Many times circumstances affect an employee's performance. They could have had a death in the family, a job change, a divorce, a sickness or a sick close family member. Maybe it could be something where their skills are not being utilized or the position isn't challenging enough. It could even be as simple as with many companies restructuring it may have caused some employees to take on a very different role. In cases such as this, many times the employee isn't adequately trained or there is no training at all. No employer should ever think that because they have a high performing employee that they can just walk into another position and know exactly what to do. Whatever the case, every employee deserves to be heard, counseled, provided the necessary training in order for them to be successful in the role.

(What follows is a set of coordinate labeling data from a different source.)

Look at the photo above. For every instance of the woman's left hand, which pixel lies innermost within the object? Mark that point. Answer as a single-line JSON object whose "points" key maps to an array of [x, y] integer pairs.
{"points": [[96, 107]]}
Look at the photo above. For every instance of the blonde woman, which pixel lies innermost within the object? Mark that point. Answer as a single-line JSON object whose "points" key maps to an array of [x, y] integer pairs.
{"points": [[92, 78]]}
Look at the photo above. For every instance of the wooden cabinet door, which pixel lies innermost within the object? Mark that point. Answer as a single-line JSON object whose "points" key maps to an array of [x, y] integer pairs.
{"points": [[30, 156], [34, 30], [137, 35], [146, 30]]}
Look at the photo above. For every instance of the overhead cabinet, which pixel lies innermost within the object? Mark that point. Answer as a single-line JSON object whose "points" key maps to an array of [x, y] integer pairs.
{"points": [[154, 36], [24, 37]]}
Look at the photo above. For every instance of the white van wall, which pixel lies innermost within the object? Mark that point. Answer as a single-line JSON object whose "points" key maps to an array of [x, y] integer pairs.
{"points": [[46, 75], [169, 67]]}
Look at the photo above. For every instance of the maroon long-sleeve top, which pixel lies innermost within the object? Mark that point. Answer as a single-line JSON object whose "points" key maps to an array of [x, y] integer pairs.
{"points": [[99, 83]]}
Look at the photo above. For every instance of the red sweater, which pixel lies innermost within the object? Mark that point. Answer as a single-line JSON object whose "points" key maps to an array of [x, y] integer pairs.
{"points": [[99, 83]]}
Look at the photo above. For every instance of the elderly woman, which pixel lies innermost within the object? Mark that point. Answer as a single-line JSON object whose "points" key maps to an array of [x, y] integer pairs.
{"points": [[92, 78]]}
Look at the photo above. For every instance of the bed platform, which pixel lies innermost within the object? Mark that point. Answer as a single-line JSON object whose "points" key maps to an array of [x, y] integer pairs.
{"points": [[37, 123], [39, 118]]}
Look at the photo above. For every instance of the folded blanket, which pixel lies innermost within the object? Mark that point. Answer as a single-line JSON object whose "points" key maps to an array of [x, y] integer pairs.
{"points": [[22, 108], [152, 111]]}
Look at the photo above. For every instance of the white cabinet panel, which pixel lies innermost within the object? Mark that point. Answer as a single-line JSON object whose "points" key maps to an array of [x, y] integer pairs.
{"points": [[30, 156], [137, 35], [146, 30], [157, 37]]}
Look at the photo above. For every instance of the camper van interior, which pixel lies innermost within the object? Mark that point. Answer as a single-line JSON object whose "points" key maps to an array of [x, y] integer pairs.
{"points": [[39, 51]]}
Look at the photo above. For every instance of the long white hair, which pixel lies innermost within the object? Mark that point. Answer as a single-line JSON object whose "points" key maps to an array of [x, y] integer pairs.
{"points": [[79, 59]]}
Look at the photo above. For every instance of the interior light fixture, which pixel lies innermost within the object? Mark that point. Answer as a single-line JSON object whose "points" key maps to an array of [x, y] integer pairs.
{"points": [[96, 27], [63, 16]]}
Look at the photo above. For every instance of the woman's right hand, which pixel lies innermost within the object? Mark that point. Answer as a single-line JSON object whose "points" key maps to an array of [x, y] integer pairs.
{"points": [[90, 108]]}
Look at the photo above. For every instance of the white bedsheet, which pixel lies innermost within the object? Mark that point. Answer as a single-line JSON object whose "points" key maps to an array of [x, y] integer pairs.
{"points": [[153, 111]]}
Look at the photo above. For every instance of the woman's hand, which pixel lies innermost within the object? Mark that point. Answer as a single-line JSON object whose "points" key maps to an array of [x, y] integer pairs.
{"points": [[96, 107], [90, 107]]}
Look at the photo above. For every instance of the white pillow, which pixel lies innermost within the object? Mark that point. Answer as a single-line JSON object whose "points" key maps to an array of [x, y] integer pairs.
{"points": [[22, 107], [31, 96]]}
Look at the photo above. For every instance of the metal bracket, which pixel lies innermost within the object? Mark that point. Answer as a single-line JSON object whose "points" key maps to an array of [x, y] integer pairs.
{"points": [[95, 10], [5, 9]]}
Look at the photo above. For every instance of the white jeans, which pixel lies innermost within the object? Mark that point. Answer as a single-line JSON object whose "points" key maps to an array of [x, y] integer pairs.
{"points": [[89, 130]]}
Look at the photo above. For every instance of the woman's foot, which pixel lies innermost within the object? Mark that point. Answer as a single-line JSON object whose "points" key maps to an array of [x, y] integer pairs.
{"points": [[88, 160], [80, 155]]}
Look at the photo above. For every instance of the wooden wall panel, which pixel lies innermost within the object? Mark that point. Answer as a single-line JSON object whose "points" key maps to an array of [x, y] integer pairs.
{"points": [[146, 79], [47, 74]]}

So whose fault is this? The employee? The boss? Or is there equal blame? I certainly believe that it falls upon both parties but the employee can't correct a deficiency if they aren't aware of it. Don't believe the hype that it's easier to get rid of an employee and hire someone "more" suitable for the role. Companies have a lot of costs involved in hiring and training a new employee. Unfortunately, many managers don't look beyond the flaws and work to help get the employee on the right track. I'd like to hear your story.